Al Colby, an American private eye who lives in South America, is hired by the beautiful, 20-something Pancha Porter to investigate her late father's Bolivian mine. The lead mine had been putting out a hefty profit for years, but recently profits have dropped by nearly half and she wants to know why. Colby is always ready to work for good money--especially when the good money is being paid out by a lady as lovely as Pancha. But he warns her that the trip is going the be hard on someone who isn't used to the Bolivian heights. The mine is far up in the mountains where the air is so thin it's difficult to breathe.
Saturnino, assistant to Simon Braillard who manages the mine for the Porter family, meets them with the mine's station wagon.The trip is made even worse by the fact that someone has directed the exhaust fumes to the back of the car where Colby is sitting. Since Colby was an unexpected addition to the party, he can only assume that the near-deadly experience was intended for Pancha.
Upon arrival at the mine, they learn that the pack-llamas and necessary mining equipment and chemicals are being stolen on a regular basis--which eats into the profits and, of course, delays production which deducts even more. Rumor has it that Yatiri, the local witch doctor, cursed Pancha's father and that is the source of all the trouble. But Colby suspects a deeper plot. He's sure that Brailliard and his near-silent wife Lili know more than they've said. But when Brailliard is found with a knife in his back and a red borla (a woven ear tassel used to mark ownership of llamas) in his hand, Colby is forced to reconsider his suspicions. He needs to find out what's behind the Yatiri rumor before he and Pancha become the next victims.
So...I'm either not in the right frame of mind for this mildly-boiled private eye adventure or this is definitely a man's story. I say the latter judging from the reviews on Goodreads. Nearly all the men who bothered to write reviews gave The Red Tassel four solid stars (plus one short five-star review). But I...well, I felt like I was wading through thick molasses trying to make my way through the plot. The one saving grace is that Dodge actually plants a really nice clue that would allow anyone not absolutely mired in molasses to spot what's going on. (I was too busy trying to get the goo off...). Oh, and Colby is a good example of the type of private eye I enjoy--not nearly as hard-boiled.

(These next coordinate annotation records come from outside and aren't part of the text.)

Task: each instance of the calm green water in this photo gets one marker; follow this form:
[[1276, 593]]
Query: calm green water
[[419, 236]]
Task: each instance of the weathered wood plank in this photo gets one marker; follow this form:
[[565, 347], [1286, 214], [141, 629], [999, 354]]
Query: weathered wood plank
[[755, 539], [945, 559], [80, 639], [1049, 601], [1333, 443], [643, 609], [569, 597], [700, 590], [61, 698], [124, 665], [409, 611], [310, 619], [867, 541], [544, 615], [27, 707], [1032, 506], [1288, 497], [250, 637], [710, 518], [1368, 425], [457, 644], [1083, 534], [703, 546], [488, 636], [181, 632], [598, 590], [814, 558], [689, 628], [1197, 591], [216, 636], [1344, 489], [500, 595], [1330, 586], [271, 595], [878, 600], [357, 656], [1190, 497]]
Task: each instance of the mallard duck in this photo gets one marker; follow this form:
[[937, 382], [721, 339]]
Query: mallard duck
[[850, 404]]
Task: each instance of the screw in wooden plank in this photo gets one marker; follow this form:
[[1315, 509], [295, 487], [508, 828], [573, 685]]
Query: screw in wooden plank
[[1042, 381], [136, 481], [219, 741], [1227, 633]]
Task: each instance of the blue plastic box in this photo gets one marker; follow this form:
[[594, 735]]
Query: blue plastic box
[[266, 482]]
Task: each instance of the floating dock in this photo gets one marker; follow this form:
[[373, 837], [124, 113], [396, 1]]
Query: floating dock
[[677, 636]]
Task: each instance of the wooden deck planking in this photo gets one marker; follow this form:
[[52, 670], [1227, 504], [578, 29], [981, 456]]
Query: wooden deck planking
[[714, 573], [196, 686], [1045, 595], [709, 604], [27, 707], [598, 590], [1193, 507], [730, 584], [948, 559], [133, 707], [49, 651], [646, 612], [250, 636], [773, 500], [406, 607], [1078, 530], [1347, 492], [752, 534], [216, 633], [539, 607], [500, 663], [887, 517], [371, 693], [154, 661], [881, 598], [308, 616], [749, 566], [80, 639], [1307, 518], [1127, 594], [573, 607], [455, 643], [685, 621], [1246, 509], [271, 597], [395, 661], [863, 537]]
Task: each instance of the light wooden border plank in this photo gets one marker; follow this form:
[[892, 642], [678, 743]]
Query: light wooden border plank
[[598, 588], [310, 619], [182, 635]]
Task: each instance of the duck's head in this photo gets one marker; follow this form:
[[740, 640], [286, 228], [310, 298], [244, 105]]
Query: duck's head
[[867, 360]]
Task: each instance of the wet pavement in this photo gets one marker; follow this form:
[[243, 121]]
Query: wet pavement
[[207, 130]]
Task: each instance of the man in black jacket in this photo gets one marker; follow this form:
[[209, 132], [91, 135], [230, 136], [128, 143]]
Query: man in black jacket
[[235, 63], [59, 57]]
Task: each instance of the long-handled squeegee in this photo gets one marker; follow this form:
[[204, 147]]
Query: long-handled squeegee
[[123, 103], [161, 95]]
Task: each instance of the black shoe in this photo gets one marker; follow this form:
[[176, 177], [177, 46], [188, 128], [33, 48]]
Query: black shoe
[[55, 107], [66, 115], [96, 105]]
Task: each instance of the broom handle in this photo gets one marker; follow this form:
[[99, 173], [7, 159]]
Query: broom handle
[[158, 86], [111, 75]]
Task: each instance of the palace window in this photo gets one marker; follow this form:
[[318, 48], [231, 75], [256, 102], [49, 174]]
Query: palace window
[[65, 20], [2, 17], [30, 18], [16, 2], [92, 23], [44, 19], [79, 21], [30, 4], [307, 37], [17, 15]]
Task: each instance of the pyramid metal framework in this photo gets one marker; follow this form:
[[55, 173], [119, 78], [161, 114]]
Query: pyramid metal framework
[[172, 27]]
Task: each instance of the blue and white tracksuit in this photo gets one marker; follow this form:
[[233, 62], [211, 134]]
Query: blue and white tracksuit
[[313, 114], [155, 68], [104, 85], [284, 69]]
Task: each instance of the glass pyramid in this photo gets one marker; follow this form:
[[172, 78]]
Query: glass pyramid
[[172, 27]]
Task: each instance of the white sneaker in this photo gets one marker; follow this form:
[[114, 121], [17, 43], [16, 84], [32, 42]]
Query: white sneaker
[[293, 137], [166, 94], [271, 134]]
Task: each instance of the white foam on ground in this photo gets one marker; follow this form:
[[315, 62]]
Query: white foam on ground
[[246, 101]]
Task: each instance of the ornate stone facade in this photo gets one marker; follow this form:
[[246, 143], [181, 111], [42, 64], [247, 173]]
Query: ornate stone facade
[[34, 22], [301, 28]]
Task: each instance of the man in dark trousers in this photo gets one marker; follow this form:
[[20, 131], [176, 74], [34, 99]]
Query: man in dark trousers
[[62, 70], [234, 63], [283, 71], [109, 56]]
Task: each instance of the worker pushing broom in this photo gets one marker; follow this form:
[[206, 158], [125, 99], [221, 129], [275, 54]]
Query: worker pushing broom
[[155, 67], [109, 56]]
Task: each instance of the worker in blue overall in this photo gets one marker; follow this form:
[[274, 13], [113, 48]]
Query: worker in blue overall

I was aiming to include this in my selections for the Reprint of the Year Awards (hosted by Kate at Cross Examining Crime), but I can't in good conscience beg for votes for a book I don't fell that strongly about. A weak ★★★
A excellent medium-boiled whodunnit from a neglected writer set at a dilapidated lead mine in the Bolivian Andes. Al Colby is hired to investigate a seemingly pointless series of thefts and vandalism, and while his personal style comes straight from the Continental Op, there's more than a little marshmallow underneath his tough, cynical façade. The fair-play mystery is unfolded and solved with a minimum of tough-guy antics, and a maximum of sharp dialog, crisp storytelling, and top-notch writing. I expect to cross paths again with Al Colby as soon as the inter-library loan comes through!
A beautiful redhead hires hardboiled investigator Al Colby to visit her Bolivian lead and silver mine to discover the reason for her declining income. The Red Tassel, the third and final Colby mystery, is about theft, murder and sabotage high in the Andes. David Dodge is always excellent when it comes to plot and dialogue, and just like the other two books this one keeps you guessing till the end.
Incidentally, there’s no thread running between the Colby novels, and few details are given about Colby past. Plunder of the Sun, the second book, is perhaps the best of the three, but just like The Long Escape this is a highly enjoyable, riveting mystery.